O nascimento da “Lei da Ficha Limpa” (Lei Complementar 135/2010) veio de uma ação da CNBB (Conferência Nacional dos Bispos do Brasil), fruto da Campanha da Fraternidade de 1996 que teve como tema “Fraternidade e Política”, e teve apoio de diversos setores da sociedade. Logo a ideia foi crescendo e a população foi tomando gosto pela proposta, levando a uma enorme pressão popular para que fosse aprovada a lei.
Ainda que fruto de um anseio popular, desde o início muitas discussões nasceram, em especial a questão da retroatividade da lei. Explico melhor.
O art. 5º da Constituição Federal prevê que:
Art. 5º Todos são iguais perante a lei, sem distinção de qualquer natureza, garantindo-se aos brasileiros e aos estrangeiros residentes no País a inviolabilidade do direito à vida, à liberdade, à igualdade, à segurança e à propriedade, nos termos seguintes: (...)
XXXVI - a lei não prejudicará o direito adquirido, o ato jurídico perfeito e a coisa julgada; (...)
XXXIX - não há crime sem lei anterior que o defina, nem pena sem prévia cominação legal;
XL - a lei penal não retroagirá, salvo para beneficiar o réu;
Traduzindo o que diz a Constituição: a lei não poderá criar punição a fatos ocorridos antes da sua promulgação.
Vamos a um exemplo: se for criada uma lei hoje dizendo que andar de camisa amarela é crime, isso só vale para quem usar esta camisa a partir de HOJE. Quem usou ontem não pode ser punido, pois não havia previsão legal que dissesse que é crime.
CAMISA AMARELA | |
ONTEM | HOJE |
Não tinha lei | Nova lei |
Não era crime | É crime |
Não pode ser punido | Quem usar a partir de hoje pode ser punido, mas não pode punir quem usou ontem |
E é aí que a coisa pega. Pela Lei da Ficha Limpa os políticos que se enquadrarem nos casos ali previstos não poderão disputar eleições por um certo período, independentemente de quando ocorreram tais situações. Ou seja, a lei decidiu punir quem usou a camisa amarela antes da norma existir.

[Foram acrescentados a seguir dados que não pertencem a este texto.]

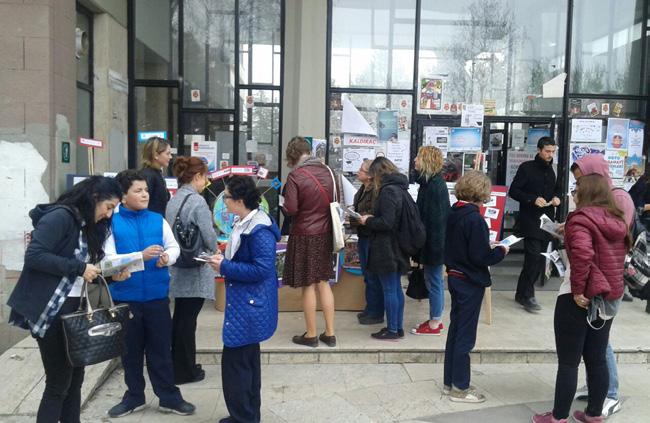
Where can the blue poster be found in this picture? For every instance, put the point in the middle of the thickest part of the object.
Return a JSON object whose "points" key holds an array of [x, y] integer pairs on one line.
{"points": [[465, 139]]}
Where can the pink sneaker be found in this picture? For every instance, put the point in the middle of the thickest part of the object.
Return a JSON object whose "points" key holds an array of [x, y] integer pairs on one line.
{"points": [[425, 329], [547, 418], [581, 416]]}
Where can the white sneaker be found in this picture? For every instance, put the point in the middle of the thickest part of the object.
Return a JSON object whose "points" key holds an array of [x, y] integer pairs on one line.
{"points": [[611, 406], [582, 393], [468, 395]]}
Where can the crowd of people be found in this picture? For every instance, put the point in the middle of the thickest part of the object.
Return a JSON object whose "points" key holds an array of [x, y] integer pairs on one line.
{"points": [[133, 212]]}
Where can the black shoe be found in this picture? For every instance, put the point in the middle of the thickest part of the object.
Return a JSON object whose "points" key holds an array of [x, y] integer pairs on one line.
{"points": [[369, 320], [184, 408], [386, 335], [330, 341], [123, 409], [531, 305], [305, 340]]}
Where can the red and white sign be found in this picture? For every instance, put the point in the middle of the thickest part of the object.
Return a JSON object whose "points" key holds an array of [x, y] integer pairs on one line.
{"points": [[89, 142]]}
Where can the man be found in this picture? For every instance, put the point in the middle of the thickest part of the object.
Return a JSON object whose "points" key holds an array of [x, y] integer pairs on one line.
{"points": [[596, 164], [536, 189]]}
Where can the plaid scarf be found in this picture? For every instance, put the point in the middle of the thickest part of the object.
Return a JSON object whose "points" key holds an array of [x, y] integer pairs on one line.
{"points": [[60, 294]]}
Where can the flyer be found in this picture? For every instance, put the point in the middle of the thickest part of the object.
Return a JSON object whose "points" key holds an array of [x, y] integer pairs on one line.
{"points": [[617, 133], [586, 130]]}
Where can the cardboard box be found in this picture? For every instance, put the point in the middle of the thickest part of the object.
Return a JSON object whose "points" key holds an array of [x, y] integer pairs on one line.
{"points": [[349, 295]]}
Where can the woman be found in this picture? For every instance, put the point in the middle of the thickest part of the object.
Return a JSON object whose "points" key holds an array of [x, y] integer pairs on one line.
{"points": [[468, 255], [68, 236], [252, 292], [597, 240], [364, 203], [433, 204], [308, 192], [137, 229], [190, 286], [156, 155], [386, 260]]}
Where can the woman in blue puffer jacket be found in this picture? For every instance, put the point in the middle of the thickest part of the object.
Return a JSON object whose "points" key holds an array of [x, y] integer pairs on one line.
{"points": [[251, 298]]}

Primeiro devo dizer que moralmente concordo com todas as previsões da lei. Não temos como negar a sua importância no processo eleitoral de hoje, diante de tanta gente malandragem que vemos por aí. MAAAASSSSS, como advogado fico muito preocupado.
No direito existe o princípio da segurança jurídica, que conforme o Prof. Fabrício Andrade se pode conceituar assim:
(...) A segurança jurídica é um direito fundamental do cidadão. Implica normalidade, estabilidade, proteção contra alterações bruscas numa realidade fático-jurídica. Significa a adoção pelo estado de comportamentos coerentes, estáveis, não contraditórios. É também, portanto, respeito a realidades consolidadas. (...) A segurança jurídica está igualmente no princípio da irretroatividade nas normas (art. 5º, XL, CF - a lei penal não retroagirá, salvo para beneficiar o réu). As leis, em regra, devem ter efeitos prospectivos - para o futuro. (...)
(grifo no original - Leia aqui)
No mundo jurídico isso é muito importante para definir direitos e deveres, para que possamos saber o que é ou não que podemos fazer a partir do momento que a lei entra em vigor.
Quando aparece uma nova lei que diz estabelece algo de forma contrária à Constituição Federal, ao se declarar que esta norma é constitucional estaremos criando precedentes perigosos, ainda mais quando se trata de motivação por pressão popular.
O STF não pode se pautar por pressão popular, pois a este cabe a guarda da Constituição Federal (art. 102, caput, da CF/88). Quando se aceita nova lei que contrarie (em parte ou em todo) a CF, estaremos abrindo uma brecha para que se adotem medidas malucas e a segurança jurídica vaia para o saco.
Vamos a um exemplo: façamos de conta que temos no Brasil uma pessoa como o vizinho Hugo Chavez, com discurso nacionalista, que vai combater a corrupção, etc. Este ser consegue chegar à presidência por imensa votação popular (algo em torno de 85% do votos), e quando é empossado defende uma caça a todo político corrupto no país (algo de enorme anseio popular), e resolve criar um tribunal de exceção (que é vedado pelo art. 5º, XXXVII, da CF/88) para julgar e condenar rápido os acusados. Vejam que estamos tratando de um governante com enorme apoio popular, e que defende algo de grande desejo da nação ... esta medida seria válida?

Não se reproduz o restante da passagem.